🤖 AI Summary
This work addresses a fundamental trade-off in adaptive data analysis between computational efficiency and sample complexity: computationally efficient algorithms are typically suboptimal in sample usage, whereas sample-optimal methods are often computationally infeasible. Focusing on settings where the data distribution is dense relative to a known prior, the paper proposes an adaptive query mechanism that eschews differential privacy yet satisfies predicate single-out (PSO) security. Built upon a distribution-specific learning framework, the method achieves, for the first time in the dense regime, the optimal $O(\log T)$ sample complexity while remaining computationally efficient—significantly improving upon the $O(\sqrt{T})$ sample requirements of conventional efficient approaches. This result also uncovers an intrinsic connection between adaptive data analysis and PSO security.
📝 Abstract
Modern data workflows are inherently adaptive, repeatedly querying the same dataset to refine and validate sequential decisions, but such adaptivity can lead to overfitting and invalid statistical inference. Adaptive Data Analysis (ADA) mechanisms address this challenge; however, there is a fundamental tension between computational efficiency and sample complexity. For $T$ rounds of adaptive analysis, computationally efficient algorithms typically incur suboptimal $O(\sqrt{T})$ sample complexity, whereas statistically optimal $O(\log T)$ algorithms are computationally intractable under standard cryptographic assumptions.
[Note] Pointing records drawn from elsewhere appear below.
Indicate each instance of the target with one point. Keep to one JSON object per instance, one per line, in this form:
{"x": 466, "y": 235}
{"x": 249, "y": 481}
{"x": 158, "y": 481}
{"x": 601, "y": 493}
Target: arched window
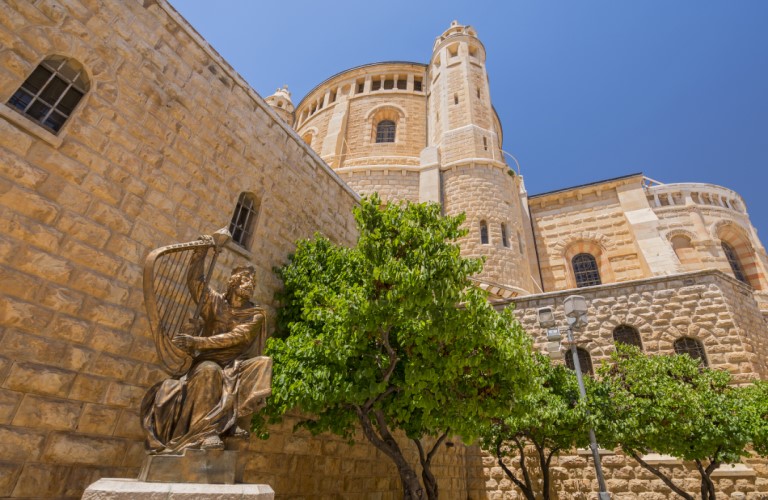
{"x": 483, "y": 232}
{"x": 585, "y": 361}
{"x": 385, "y": 131}
{"x": 50, "y": 94}
{"x": 691, "y": 347}
{"x": 585, "y": 270}
{"x": 625, "y": 334}
{"x": 733, "y": 260}
{"x": 243, "y": 223}
{"x": 683, "y": 249}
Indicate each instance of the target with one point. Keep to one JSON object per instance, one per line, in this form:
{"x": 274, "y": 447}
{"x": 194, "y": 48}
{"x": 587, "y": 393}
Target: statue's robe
{"x": 228, "y": 378}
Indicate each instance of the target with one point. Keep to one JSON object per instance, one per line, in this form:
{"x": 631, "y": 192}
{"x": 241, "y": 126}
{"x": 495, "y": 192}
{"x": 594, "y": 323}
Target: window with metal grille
{"x": 504, "y": 237}
{"x": 243, "y": 221}
{"x": 483, "y": 232}
{"x": 51, "y": 93}
{"x": 625, "y": 334}
{"x": 585, "y": 361}
{"x": 385, "y": 131}
{"x": 691, "y": 347}
{"x": 733, "y": 260}
{"x": 585, "y": 270}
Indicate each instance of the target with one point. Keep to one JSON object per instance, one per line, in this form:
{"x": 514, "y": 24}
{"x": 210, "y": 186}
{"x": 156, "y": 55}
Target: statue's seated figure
{"x": 228, "y": 377}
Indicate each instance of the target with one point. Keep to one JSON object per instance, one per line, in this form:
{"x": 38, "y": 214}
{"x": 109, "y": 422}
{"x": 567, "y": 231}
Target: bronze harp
{"x": 168, "y": 300}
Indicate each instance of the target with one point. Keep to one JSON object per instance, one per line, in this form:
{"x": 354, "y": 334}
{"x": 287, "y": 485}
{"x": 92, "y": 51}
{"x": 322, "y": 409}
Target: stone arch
{"x": 590, "y": 243}
{"x": 737, "y": 238}
{"x": 682, "y": 243}
{"x": 389, "y": 111}
{"x": 52, "y": 41}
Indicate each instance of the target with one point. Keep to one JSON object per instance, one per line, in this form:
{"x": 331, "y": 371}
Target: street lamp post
{"x": 575, "y": 307}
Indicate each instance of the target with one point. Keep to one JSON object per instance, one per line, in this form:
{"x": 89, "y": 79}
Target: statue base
{"x": 193, "y": 466}
{"x": 132, "y": 489}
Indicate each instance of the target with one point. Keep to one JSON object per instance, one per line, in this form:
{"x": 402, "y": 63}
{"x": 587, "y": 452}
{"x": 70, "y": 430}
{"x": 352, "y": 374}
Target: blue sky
{"x": 585, "y": 90}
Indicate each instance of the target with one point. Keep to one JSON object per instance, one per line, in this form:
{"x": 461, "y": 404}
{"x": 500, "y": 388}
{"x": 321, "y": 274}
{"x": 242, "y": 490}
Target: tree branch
{"x": 672, "y": 486}
{"x": 528, "y": 494}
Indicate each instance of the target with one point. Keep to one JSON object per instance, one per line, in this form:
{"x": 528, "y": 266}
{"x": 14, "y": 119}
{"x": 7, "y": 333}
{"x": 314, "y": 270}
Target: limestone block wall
{"x": 157, "y": 152}
{"x": 392, "y": 185}
{"x": 698, "y": 217}
{"x": 487, "y": 193}
{"x": 709, "y": 306}
{"x": 588, "y": 219}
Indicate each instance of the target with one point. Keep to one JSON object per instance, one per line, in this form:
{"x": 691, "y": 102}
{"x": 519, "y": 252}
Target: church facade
{"x": 122, "y": 130}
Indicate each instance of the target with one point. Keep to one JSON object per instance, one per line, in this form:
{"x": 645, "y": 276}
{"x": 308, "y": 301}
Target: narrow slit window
{"x": 627, "y": 335}
{"x": 243, "y": 223}
{"x": 484, "y": 232}
{"x": 50, "y": 94}
{"x": 733, "y": 260}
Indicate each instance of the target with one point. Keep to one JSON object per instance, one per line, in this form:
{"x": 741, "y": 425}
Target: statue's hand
{"x": 186, "y": 343}
{"x": 207, "y": 238}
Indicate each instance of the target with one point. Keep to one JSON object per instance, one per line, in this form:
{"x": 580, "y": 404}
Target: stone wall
{"x": 709, "y": 306}
{"x": 587, "y": 219}
{"x": 157, "y": 152}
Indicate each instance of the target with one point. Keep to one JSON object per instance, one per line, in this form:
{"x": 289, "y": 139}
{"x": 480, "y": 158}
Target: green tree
{"x": 756, "y": 403}
{"x": 391, "y": 335}
{"x": 671, "y": 405}
{"x": 543, "y": 423}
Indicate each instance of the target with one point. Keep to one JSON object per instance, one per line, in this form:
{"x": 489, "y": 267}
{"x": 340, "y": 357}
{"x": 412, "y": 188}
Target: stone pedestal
{"x": 194, "y": 466}
{"x": 133, "y": 489}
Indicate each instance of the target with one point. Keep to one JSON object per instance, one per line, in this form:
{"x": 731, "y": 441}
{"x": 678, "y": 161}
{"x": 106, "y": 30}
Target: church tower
{"x": 462, "y": 166}
{"x": 282, "y": 105}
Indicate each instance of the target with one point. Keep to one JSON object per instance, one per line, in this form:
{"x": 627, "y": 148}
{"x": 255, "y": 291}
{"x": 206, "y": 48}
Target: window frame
{"x": 69, "y": 75}
{"x": 625, "y": 330}
{"x": 242, "y": 224}
{"x": 383, "y": 135}
{"x": 692, "y": 347}
{"x": 582, "y": 276}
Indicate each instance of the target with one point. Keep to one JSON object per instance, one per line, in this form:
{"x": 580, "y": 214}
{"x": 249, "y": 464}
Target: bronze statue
{"x": 219, "y": 373}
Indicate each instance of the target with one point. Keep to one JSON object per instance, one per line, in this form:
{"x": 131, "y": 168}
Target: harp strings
{"x": 174, "y": 300}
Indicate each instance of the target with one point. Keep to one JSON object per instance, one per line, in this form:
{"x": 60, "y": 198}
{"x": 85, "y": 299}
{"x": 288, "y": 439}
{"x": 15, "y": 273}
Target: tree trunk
{"x": 382, "y": 439}
{"x": 707, "y": 485}
{"x": 657, "y": 472}
{"x": 430, "y": 483}
{"x": 525, "y": 488}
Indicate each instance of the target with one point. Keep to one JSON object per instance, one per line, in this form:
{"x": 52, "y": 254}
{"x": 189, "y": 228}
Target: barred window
{"x": 504, "y": 236}
{"x": 733, "y": 260}
{"x": 691, "y": 347}
{"x": 243, "y": 223}
{"x": 585, "y": 270}
{"x": 585, "y": 361}
{"x": 625, "y": 334}
{"x": 385, "y": 131}
{"x": 50, "y": 94}
{"x": 484, "y": 232}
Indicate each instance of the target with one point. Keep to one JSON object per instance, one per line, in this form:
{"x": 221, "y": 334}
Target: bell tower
{"x": 462, "y": 166}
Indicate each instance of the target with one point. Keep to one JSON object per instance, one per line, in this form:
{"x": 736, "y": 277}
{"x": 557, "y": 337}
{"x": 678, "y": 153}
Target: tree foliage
{"x": 543, "y": 423}
{"x": 671, "y": 405}
{"x": 391, "y": 335}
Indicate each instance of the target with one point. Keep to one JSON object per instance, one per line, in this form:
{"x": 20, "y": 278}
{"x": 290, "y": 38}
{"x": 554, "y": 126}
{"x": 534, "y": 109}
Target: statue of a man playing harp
{"x": 219, "y": 372}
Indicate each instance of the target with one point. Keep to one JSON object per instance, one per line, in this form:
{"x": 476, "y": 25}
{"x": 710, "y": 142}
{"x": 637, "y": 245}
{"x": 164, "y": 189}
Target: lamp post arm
{"x": 603, "y": 494}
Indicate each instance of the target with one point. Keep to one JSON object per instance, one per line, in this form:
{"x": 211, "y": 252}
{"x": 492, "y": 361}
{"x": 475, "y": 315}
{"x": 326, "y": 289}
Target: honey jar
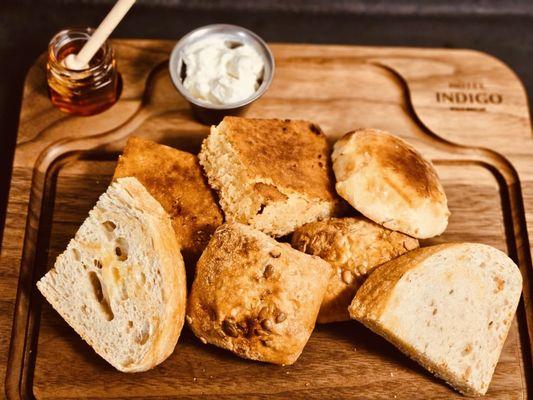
{"x": 82, "y": 92}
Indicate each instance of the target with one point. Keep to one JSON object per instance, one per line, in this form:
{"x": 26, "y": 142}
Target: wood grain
{"x": 63, "y": 163}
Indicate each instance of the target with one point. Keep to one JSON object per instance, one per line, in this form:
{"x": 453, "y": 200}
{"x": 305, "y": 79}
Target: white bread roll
{"x": 449, "y": 307}
{"x": 388, "y": 181}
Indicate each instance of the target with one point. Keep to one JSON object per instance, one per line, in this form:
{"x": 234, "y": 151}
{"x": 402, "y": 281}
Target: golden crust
{"x": 174, "y": 178}
{"x": 376, "y": 299}
{"x": 390, "y": 182}
{"x": 353, "y": 247}
{"x": 290, "y": 154}
{"x": 373, "y": 296}
{"x": 255, "y": 296}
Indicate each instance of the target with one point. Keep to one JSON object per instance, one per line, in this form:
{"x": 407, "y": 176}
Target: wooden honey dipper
{"x": 81, "y": 60}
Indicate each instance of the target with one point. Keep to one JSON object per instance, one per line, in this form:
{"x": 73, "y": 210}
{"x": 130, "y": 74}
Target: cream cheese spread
{"x": 220, "y": 71}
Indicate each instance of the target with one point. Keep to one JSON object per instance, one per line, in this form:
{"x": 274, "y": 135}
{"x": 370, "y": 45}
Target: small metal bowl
{"x": 205, "y": 112}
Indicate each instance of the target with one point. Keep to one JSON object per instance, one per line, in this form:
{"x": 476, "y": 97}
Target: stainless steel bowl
{"x": 213, "y": 113}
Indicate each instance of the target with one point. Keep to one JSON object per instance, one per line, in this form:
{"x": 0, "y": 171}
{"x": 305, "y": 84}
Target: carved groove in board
{"x": 511, "y": 195}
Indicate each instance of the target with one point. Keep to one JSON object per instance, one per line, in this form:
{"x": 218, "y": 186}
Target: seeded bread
{"x": 174, "y": 178}
{"x": 274, "y": 175}
{"x": 254, "y": 296}
{"x": 121, "y": 281}
{"x": 353, "y": 247}
{"x": 449, "y": 307}
{"x": 387, "y": 180}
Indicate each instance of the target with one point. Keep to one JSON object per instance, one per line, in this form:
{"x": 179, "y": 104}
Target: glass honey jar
{"x": 82, "y": 92}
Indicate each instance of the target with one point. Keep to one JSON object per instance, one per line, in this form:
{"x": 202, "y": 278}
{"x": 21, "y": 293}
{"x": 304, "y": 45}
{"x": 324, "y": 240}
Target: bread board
{"x": 464, "y": 110}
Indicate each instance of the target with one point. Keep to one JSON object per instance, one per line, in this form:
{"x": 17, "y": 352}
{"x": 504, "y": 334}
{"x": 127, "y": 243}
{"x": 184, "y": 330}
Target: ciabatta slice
{"x": 449, "y": 307}
{"x": 121, "y": 281}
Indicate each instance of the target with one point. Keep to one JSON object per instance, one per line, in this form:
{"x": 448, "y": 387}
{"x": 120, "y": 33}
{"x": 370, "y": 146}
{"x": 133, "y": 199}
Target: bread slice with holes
{"x": 272, "y": 174}
{"x": 449, "y": 307}
{"x": 121, "y": 281}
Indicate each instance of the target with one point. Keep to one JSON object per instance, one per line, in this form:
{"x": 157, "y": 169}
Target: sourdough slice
{"x": 254, "y": 296}
{"x": 354, "y": 247}
{"x": 389, "y": 181}
{"x": 121, "y": 281}
{"x": 274, "y": 175}
{"x": 174, "y": 178}
{"x": 449, "y": 307}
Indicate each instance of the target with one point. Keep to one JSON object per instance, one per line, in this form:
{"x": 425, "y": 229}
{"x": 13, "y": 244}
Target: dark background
{"x": 501, "y": 28}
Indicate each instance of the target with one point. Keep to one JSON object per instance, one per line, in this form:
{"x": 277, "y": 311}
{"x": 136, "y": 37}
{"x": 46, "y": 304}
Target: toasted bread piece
{"x": 274, "y": 175}
{"x": 387, "y": 180}
{"x": 449, "y": 307}
{"x": 254, "y": 296}
{"x": 174, "y": 178}
{"x": 353, "y": 247}
{"x": 121, "y": 281}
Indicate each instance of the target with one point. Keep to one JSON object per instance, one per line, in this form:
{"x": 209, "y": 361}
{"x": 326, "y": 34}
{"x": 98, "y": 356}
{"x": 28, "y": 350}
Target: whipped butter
{"x": 219, "y": 71}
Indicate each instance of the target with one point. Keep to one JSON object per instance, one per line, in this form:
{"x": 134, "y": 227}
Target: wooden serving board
{"x": 464, "y": 110}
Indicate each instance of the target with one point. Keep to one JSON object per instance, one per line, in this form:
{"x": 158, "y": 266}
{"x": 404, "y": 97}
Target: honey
{"x": 81, "y": 92}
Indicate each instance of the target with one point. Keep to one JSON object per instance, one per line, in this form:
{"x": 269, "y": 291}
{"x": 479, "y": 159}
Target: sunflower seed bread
{"x": 121, "y": 281}
{"x": 449, "y": 307}
{"x": 353, "y": 247}
{"x": 390, "y": 182}
{"x": 254, "y": 296}
{"x": 272, "y": 174}
{"x": 174, "y": 178}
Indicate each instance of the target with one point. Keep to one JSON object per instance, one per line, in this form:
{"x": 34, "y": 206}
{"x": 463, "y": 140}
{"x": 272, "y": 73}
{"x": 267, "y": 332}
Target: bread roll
{"x": 174, "y": 178}
{"x": 449, "y": 307}
{"x": 388, "y": 181}
{"x": 121, "y": 281}
{"x": 353, "y": 247}
{"x": 274, "y": 175}
{"x": 254, "y": 296}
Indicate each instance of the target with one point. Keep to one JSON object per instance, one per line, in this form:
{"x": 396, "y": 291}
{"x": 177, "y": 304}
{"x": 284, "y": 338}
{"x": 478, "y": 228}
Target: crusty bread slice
{"x": 121, "y": 281}
{"x": 274, "y": 175}
{"x": 449, "y": 307}
{"x": 174, "y": 178}
{"x": 354, "y": 247}
{"x": 255, "y": 296}
{"x": 389, "y": 181}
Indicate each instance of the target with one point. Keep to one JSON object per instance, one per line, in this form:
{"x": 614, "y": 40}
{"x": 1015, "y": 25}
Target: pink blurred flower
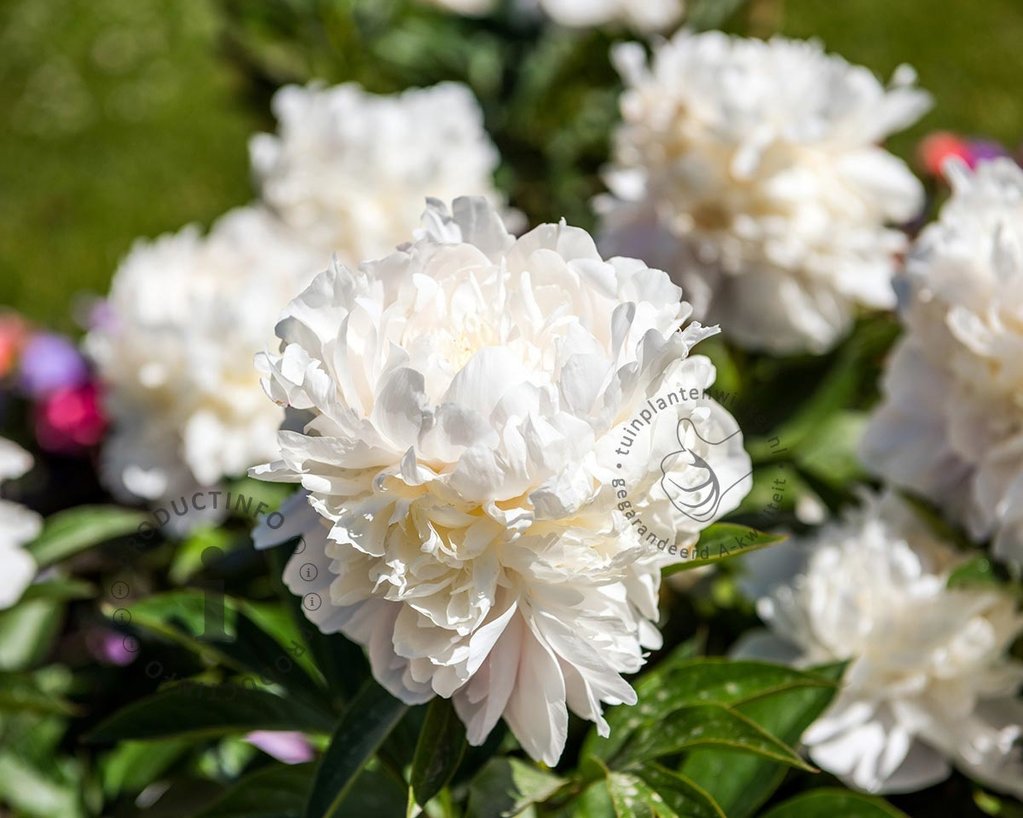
{"x": 13, "y": 331}
{"x": 288, "y": 747}
{"x": 70, "y": 419}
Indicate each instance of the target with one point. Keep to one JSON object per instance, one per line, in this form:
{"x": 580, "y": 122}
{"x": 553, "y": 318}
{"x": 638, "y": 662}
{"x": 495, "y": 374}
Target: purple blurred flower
{"x": 290, "y": 747}
{"x": 51, "y": 362}
{"x": 112, "y": 647}
{"x": 982, "y": 150}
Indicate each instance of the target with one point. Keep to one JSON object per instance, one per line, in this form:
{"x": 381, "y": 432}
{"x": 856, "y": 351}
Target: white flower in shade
{"x": 929, "y": 682}
{"x": 350, "y": 171}
{"x": 751, "y": 172}
{"x": 950, "y": 424}
{"x": 463, "y": 400}
{"x": 649, "y": 15}
{"x": 17, "y": 527}
{"x": 187, "y": 315}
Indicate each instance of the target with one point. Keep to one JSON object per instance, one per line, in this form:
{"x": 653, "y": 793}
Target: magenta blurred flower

In this work, we shed light on this trade-off by identifying a natural class of data distributions under which both computational efficiency and optimal sample complexity are achievable. We propose a computationally efficient ADA mechanism that attains optimal $O(\log T)$ sample complexity when the data distribution is dense with respect to a known prior. This setting includes, in particular, feature--label data distributions arising in distribution-specific learning. As a consequence, our mechanism also yields a sample-efficient (i.e., $O(\log T)$ samples) statistical query oracle in the distribution-specific setting. Moreover, although our algorithm is not based on differential privacy, it satisfies a relaxed privacy notion known as Predicate Singling Out (PSO) security (Cohen and Nissim, 2020). Our results thus reveal an inherent connection between adaptive data analysis and privacy beyond differential privacy.